Magazine Culture
Elles ont laissé des traces encore perceptibles au coeur des paysages du Nord et de l'Est de la France: des ondulations dans les champs, une route qui serpente, un crêt qui s'est émoussé.... Elles ont laissé des blessures telles que certains hommes n'avaient plus visage humain, que certains hommes en ont été bouleversés au plus profond d'eux-mêmes.
Cette année, je ne serai pas à la cérémonie commémorative (elle commence dans 5 minutes et je suis toujours en pyjama); cependant, je ne peux m'empêcher de penser à toutes ses vies perdues, hâchées, gâchées par un terrible rouleau compresseur: l'instinct mortifère des peuples qui inscrivent leur histoire dans le sang et la boue.
Les tranchées ont changé la vie des femmes: elles ont pris leur part de labeur tant en ville qu'à la campagne....elles se sont affranchies d'un joug qui mettra une bonne génération à leur offrir un droit longtemps bafoué: le droit de vote et leur autonomie vis à vis du Pater Familias....mettre un bulletin de vote dans l'urne et pouvoir s'affranchir et s'émanciper de l'autorisation maritale pour ouvrir un compte en banque et être autre chose qu'une mineure aux yeux de la loi.
La littérature s'est emparée, bien vite, de cette tragique boucherie: qui n'a pas lu "Les croix de bois" de Roland Dorgelès ou "Le feu" d'Henri Barbusse, sans connaître le frisson du cauchemar vécu par ces hommes brisés au fond de leurs trous suintant d'humidité et de peur!?

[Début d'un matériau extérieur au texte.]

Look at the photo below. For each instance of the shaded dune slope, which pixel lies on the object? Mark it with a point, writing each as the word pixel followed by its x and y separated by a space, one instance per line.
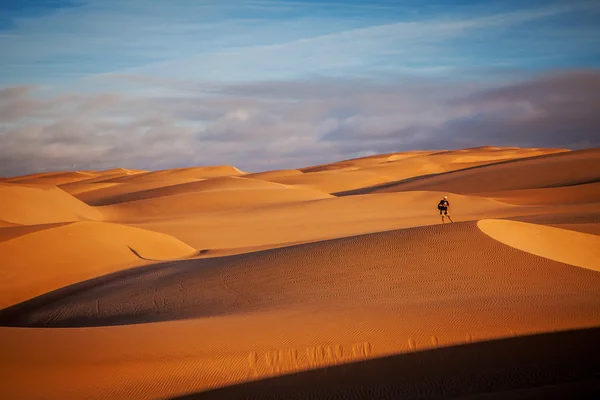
pixel 356 174
pixel 424 272
pixel 574 248
pixel 546 171
pixel 49 257
pixel 169 188
pixel 197 202
pixel 557 365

Les auteurs contemporains ont été également inspirés par cette période si particulière: "Sang noir" de Louis Guilloux, "A l'ouest rien de nouveau" de E.M Remarque (lu il y a fort longtemps et qui mériterait une relecture), "Orages d'acier" de Ernst Jünger, "Dans la guerre" d'Alice Ferney, "La chambre des officiers" de Marc Dugain, "Les âmes grises" de Philippe Claudel et plus récemment "L'homme barbelé" de Béatrice Fontanel.
Chacun, à leur façon selon leur vécu, leur sensibilité ou leur regard, mis en mots et/ou en images les miasmes, le sordide, le cauchemar quotidien, la peur, la terreur qui liquéfie celui qui part à l'assaut, la longueur interminable des minutes, des heures et des jours lorsque l'on est dans une tranchée, couvert de boue et de vermine....des mots qui secouent, qui émeuvent, qui terrassent et qui parviennent à dire le non-dit ou d'indicible.
Des hommages romanesques pour ces êtres qui ont tous perdu une part d'eux-mêmes, quand ce ne fut pas leur vie, dans ce conflit qui modernisa les manières de tuer son prochain à grande échelle!
Depuis l'an dernier, il n'y a plus de poilu pour témoigner de l'horreur....alors n'oublions pas, pour eux mais aussi pour ceux qui nous succéderont.